EventArgumentsAn instance of the EventArgsT type that contains the event parameters.

Remarks

When raising an event:

  • Always check if the delegate is null. A null delegate means the event has no subscribers. Raising an event with no subscribers will result in a NullReferenceException.
6.0
  • Copy the delegate (e.g. EventName) to a local variable (e.g. eventName) before checking for null / raising the event. This avoids race conditions in multi-threaded environments:

Wrong:

    if(Changed != null)      // Changed has 1 subscriber at this point
                             // In another thread, that one subscriber decided to unsubscribe
        Changed(this, args); // `Changed` is now null, `NullReferenceException` is thrown.

Right:

    // Cache the "Changed" event as a local.
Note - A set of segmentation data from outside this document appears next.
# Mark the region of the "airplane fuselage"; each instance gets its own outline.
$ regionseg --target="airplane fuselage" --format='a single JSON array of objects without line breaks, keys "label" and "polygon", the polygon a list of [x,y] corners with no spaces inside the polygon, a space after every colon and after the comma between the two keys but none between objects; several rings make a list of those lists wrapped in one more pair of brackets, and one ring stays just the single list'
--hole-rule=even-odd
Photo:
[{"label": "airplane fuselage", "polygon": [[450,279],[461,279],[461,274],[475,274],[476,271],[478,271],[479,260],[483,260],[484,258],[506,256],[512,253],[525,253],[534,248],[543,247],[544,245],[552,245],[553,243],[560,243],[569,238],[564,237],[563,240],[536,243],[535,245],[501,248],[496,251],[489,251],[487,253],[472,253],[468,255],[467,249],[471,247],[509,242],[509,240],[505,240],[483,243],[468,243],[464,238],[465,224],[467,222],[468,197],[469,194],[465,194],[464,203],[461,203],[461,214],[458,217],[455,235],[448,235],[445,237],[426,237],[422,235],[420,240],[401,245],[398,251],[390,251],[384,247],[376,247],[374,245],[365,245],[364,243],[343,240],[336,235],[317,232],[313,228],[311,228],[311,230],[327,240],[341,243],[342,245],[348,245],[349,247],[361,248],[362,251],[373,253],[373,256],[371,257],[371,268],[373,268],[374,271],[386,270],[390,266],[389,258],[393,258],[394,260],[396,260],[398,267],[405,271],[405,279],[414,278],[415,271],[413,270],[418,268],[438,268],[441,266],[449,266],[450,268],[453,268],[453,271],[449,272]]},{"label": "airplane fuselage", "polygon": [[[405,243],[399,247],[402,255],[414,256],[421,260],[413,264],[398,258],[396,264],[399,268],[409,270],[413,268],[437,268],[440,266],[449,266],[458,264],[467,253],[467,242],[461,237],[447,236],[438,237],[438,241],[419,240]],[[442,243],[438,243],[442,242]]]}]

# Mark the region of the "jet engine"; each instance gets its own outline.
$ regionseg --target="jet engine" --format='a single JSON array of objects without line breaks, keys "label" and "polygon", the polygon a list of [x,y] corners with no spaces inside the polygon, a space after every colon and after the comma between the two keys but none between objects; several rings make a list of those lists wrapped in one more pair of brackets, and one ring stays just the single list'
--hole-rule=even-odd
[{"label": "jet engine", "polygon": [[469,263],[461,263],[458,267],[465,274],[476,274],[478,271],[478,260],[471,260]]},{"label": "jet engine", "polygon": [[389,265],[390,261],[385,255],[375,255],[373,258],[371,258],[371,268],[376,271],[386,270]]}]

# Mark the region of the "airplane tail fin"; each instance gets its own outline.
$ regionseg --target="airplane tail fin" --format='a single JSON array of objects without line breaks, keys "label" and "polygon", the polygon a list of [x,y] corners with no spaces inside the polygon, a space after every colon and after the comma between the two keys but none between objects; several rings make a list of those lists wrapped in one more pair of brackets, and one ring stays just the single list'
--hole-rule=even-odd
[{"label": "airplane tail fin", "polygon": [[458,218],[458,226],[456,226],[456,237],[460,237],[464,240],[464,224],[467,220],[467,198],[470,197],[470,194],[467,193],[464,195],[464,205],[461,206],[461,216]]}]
If it is not null, then use
    // the LOCAL variable (handler) to raise the event, NOT the event itself.
    var handler = Changed;
    if(handler != null)
        handler(this, args);
6.0
  • Use the null-conditional operator (?.) for raising the method instead of null-checking the delegate for subscribers in an if statement: EventName?.Invoke(SenderObject, new EventArgsT());
  • When using Action<> to declare delegate types, the anonymous method / event handler signature must be the same as the declared anonymous delegate type in the event declaration.